To be an effective breeder, you should have a basic understanding of the science of genetics. Everything about your prospective puppies' health, soundness, looks, and temperament will be determined by the genes passed on by their parents, and by their parents before them. Therefore, the selection of a mating pair should not be made solely on the basis of the dog's or bitch's looks (or temperament or soundness, etc.), but should be based on an understanding of how the animal's genes contributed to its looks and of how those genes are passed on and expressed. That is why it is essential to study the pedigrees of your mating pair. The more knowledge you have as you make your selection, the more likely you are to produce a litter with the qualities you desire.
You should also be well-versed in the genetic problems that affect your breed. Genetic defects can occur in any breed and can affect any system in the body. Some genetic diseases may occur in many breeds; others occur in only one or a few breeds. The following is a brief explanation of how genetic defects may be inherited and expressed.
Diseases that follow a dominant pattern of inheritance need only one abnormal gene. That is, if only one parent is affected, the condition will show up in each successive generation. Some individuals may be only mildly affected with the condition, making it difficult to detect. In such cases, the condition can mistakenly be thought to skip generations.
Diseases that follow a recessive pattern of inheritance occur in homozygous individuals, meaning dogs with two abnormal genes. Dogs with one mutant and one normal gene are heterozygous, and they are carriers of the condition. They appear normal but can pass the abnormal gene to their offspring. Recessive mutant genes can be passed through many generations before emerging in the offspring of two dogs that carry the same genetic mutation.
Polygenic disorders result from the cumulative action of a number of different genes. The exact number of genes involved and their individual functions are difficult to determine, and the pattern of inheritance tends to vary from family to family. Polygenic inheritance can sometimes mimic either dominant or recessive inheritance, and this feature may lead to erroneous conclusions regarding the type of underlying genetic abnormality.
Chromosomal anomalies -- defects in chromosome number and structure -- can also cause genetic diseases. Dogs normally have 39 pairs of chromosomes on which genes are located. Major abnormalities in chromosome number and structure can produce serious defects.

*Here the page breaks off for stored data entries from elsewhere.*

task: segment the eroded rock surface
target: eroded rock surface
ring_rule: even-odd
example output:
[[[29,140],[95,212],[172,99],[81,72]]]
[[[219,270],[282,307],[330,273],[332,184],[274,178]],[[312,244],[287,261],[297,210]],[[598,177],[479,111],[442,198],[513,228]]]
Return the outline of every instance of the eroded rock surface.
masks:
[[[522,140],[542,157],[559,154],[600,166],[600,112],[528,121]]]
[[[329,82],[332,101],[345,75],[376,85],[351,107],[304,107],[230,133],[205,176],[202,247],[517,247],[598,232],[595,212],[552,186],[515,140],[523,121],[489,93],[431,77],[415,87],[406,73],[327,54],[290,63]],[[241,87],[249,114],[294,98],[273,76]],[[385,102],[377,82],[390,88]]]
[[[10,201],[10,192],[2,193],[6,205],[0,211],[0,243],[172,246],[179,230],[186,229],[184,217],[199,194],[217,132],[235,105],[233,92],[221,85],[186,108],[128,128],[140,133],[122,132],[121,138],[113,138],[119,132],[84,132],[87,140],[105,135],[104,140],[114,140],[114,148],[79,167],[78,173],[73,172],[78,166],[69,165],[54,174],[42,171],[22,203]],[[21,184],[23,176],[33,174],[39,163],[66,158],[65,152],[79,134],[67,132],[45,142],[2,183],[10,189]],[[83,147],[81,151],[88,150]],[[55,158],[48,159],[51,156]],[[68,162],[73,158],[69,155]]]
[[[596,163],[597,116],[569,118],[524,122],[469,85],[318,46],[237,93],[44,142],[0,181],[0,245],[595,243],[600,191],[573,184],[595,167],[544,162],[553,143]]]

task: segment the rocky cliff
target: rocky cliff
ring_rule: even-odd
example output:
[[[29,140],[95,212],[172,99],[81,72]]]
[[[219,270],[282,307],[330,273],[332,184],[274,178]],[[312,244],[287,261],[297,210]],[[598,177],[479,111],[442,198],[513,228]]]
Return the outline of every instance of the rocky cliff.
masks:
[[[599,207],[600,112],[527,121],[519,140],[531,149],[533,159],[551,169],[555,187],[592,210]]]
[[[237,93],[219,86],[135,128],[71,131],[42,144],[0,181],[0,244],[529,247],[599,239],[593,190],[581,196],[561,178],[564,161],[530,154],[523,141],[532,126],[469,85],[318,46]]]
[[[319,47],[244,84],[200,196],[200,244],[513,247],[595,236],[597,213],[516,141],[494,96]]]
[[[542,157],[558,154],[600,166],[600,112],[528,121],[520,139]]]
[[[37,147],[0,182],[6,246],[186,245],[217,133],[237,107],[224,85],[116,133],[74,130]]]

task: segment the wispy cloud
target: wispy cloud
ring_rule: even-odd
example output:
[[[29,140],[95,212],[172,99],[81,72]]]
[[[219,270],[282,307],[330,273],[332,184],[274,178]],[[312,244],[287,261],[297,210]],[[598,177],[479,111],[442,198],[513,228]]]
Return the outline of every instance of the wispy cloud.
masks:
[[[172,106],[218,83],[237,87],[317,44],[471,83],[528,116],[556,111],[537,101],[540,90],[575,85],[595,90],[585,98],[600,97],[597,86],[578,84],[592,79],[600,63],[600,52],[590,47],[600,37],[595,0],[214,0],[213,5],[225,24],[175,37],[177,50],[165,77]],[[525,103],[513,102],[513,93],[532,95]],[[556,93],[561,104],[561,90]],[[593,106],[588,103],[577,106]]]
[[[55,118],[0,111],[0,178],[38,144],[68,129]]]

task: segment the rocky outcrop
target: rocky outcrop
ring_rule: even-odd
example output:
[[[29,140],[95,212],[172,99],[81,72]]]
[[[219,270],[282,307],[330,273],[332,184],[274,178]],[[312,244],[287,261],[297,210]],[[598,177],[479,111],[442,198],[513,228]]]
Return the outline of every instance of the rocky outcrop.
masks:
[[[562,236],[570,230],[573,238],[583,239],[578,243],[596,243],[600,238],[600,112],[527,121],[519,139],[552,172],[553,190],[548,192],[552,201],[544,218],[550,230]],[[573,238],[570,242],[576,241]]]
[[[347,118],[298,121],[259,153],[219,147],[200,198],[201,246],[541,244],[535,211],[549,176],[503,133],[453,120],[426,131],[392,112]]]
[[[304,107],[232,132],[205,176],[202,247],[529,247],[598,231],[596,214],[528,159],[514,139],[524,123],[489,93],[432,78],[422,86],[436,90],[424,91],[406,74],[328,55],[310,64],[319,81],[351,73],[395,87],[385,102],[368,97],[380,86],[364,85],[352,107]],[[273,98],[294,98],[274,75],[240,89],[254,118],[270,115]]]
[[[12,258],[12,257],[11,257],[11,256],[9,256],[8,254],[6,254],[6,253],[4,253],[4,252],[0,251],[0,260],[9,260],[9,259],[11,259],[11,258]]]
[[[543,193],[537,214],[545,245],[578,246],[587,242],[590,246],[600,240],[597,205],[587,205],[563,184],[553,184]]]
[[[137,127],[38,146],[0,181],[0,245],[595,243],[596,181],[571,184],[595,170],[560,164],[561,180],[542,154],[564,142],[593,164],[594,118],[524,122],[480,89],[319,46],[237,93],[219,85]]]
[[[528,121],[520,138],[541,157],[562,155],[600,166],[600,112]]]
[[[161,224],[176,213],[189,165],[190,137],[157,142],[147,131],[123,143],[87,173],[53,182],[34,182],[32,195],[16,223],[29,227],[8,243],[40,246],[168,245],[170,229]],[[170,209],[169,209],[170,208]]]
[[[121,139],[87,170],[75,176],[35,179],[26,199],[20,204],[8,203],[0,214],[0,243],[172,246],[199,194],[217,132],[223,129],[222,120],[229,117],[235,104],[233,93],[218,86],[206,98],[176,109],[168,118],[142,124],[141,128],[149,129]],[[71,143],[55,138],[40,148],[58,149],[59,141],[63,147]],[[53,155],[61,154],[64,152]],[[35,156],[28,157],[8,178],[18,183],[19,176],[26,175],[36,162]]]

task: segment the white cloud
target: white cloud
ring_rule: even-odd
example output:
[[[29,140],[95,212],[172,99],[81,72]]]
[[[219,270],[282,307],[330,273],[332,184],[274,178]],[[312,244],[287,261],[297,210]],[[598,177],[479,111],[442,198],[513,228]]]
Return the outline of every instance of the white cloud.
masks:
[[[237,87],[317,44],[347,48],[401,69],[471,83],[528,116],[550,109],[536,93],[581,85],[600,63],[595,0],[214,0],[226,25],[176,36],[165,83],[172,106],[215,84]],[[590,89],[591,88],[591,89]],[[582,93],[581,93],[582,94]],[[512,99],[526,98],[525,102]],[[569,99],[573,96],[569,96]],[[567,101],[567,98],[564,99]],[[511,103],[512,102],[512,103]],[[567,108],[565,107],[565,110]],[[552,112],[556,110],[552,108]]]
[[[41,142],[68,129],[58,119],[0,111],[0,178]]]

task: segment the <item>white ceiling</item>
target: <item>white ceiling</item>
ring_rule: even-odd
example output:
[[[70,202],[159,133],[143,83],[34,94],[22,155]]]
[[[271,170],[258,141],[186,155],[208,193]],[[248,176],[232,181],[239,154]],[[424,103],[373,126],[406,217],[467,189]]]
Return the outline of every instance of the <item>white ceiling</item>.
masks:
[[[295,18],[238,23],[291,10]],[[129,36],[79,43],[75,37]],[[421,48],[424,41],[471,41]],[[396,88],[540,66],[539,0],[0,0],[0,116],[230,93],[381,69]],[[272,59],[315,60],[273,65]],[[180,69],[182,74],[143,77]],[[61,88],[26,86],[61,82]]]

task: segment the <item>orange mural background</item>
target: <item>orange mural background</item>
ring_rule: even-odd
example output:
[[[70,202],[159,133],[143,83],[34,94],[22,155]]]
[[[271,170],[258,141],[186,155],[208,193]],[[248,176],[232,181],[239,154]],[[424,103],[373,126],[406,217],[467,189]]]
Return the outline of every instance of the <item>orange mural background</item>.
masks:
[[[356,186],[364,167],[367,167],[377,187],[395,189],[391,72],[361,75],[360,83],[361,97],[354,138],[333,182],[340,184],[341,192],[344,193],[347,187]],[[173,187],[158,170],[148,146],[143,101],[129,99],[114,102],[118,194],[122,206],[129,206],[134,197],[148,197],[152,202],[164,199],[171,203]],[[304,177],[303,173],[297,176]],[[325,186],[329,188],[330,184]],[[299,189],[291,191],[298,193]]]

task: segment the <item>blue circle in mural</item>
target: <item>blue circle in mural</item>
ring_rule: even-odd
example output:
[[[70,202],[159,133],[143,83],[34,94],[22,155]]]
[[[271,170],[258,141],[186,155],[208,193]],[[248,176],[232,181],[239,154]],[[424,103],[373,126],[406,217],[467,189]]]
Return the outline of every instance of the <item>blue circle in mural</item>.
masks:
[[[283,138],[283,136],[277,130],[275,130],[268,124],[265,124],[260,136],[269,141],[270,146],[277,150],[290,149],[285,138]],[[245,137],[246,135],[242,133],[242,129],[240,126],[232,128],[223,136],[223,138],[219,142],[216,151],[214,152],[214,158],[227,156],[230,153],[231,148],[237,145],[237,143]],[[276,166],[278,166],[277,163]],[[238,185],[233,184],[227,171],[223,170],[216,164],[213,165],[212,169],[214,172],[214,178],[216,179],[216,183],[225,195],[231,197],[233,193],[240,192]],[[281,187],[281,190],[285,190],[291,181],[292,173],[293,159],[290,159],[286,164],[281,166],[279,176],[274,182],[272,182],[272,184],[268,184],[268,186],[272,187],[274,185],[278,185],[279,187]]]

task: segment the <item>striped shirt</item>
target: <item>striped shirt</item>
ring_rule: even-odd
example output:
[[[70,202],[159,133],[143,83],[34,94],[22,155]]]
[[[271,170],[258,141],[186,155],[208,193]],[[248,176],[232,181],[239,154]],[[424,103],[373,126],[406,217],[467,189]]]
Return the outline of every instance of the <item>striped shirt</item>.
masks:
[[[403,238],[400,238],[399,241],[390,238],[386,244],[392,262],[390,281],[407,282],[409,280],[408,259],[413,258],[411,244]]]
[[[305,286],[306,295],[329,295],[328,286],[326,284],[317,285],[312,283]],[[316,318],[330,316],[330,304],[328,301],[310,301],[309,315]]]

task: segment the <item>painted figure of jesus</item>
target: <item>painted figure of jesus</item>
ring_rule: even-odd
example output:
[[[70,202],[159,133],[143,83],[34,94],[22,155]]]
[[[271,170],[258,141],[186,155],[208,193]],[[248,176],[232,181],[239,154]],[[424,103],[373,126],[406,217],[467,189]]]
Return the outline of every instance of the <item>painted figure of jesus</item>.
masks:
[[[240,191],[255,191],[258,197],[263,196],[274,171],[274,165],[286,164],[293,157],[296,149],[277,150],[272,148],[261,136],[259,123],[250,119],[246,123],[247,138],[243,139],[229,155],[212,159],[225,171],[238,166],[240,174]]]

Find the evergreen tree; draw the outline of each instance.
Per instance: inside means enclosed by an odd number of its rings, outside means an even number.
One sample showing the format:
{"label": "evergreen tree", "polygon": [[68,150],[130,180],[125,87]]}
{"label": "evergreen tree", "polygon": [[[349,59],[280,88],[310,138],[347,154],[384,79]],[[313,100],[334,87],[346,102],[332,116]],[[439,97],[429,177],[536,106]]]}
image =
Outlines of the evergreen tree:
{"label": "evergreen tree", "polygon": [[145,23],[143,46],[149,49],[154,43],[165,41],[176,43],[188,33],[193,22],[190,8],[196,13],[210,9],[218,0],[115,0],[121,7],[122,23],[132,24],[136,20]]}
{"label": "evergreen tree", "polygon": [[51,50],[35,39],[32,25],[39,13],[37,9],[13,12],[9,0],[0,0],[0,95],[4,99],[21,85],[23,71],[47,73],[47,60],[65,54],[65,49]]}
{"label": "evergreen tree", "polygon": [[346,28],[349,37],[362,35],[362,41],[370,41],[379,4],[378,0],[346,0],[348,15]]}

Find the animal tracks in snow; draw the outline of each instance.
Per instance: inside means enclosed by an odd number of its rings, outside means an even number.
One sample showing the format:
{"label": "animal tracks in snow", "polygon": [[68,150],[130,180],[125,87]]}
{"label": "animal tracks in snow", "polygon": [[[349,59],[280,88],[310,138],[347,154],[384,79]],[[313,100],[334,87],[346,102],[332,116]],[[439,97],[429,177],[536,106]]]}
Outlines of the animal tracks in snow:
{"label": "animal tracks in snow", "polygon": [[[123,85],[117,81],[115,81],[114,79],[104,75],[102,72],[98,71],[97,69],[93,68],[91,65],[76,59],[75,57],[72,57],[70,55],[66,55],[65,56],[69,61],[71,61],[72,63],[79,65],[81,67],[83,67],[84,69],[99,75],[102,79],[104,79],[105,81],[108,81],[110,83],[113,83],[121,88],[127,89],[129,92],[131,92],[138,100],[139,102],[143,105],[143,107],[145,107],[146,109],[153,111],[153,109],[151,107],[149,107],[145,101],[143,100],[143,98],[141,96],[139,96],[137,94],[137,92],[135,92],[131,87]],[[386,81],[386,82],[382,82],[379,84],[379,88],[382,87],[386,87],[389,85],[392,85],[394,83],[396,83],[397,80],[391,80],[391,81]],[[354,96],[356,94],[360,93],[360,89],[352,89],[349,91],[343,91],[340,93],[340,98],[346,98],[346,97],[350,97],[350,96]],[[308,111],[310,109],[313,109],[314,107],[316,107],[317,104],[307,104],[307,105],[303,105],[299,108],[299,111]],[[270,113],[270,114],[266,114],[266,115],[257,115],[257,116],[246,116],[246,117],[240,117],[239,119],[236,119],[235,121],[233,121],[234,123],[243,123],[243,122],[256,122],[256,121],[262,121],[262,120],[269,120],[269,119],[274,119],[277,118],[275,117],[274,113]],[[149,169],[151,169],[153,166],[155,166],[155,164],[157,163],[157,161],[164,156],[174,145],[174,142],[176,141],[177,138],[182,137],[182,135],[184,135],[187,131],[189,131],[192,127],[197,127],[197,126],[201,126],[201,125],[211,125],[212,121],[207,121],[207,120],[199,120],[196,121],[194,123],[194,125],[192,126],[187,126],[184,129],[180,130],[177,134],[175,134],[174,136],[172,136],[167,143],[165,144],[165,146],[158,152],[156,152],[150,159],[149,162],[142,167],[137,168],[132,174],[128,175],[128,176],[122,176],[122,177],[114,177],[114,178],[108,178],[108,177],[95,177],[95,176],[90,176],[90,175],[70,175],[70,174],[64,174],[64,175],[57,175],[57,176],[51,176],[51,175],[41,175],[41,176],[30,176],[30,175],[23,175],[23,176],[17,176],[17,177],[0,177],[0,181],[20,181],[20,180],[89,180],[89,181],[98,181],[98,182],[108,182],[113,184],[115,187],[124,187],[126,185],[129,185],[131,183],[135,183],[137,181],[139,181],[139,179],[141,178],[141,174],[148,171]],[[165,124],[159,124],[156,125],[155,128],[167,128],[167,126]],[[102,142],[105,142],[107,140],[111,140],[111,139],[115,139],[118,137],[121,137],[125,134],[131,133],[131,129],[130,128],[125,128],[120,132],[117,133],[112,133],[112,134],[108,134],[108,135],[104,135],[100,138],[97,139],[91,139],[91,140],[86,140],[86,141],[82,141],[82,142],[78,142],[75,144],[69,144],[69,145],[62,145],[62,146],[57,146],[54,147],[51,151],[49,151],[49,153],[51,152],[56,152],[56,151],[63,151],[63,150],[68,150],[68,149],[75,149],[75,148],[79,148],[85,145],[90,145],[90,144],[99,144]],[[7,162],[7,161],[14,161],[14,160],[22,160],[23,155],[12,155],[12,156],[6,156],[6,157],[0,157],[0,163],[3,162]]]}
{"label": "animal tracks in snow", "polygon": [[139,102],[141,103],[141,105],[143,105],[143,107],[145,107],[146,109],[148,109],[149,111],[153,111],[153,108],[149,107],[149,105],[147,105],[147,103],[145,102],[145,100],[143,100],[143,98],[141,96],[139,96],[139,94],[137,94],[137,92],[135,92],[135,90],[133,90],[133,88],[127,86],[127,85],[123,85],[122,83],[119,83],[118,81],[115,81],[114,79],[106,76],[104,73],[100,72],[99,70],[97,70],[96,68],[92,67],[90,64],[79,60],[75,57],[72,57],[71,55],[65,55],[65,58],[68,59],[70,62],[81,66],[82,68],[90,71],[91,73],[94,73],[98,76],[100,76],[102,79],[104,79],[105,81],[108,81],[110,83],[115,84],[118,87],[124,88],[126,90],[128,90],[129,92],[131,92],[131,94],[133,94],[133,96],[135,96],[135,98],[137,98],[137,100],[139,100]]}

Whether you inbreed, line breed, or outcross may have an effect on the incidents of genetic disease in the offspring. Inbreeding is the mating of two individuals that are related through one or more common ancestors. The closest form of inbreeding involves parent-child and brother-sister mating's. Line breeding, a form of inbreeding, usually involves mating more distantly related dogs. Typically, these mating's involve, cousins (with one or more grandparents in common), nephew-aunt, great granddaughter-great grandson, grandfather-granddaughter, grandmother-grandson, etc. The rate of polygenic and recessively inherited diseases tends to increase with inbreeding, because the chance that the two animals carry the same mutation is greater when the dogs are related. Out crossing is the mating of two dogs of the same breed that are otherwise unrelated.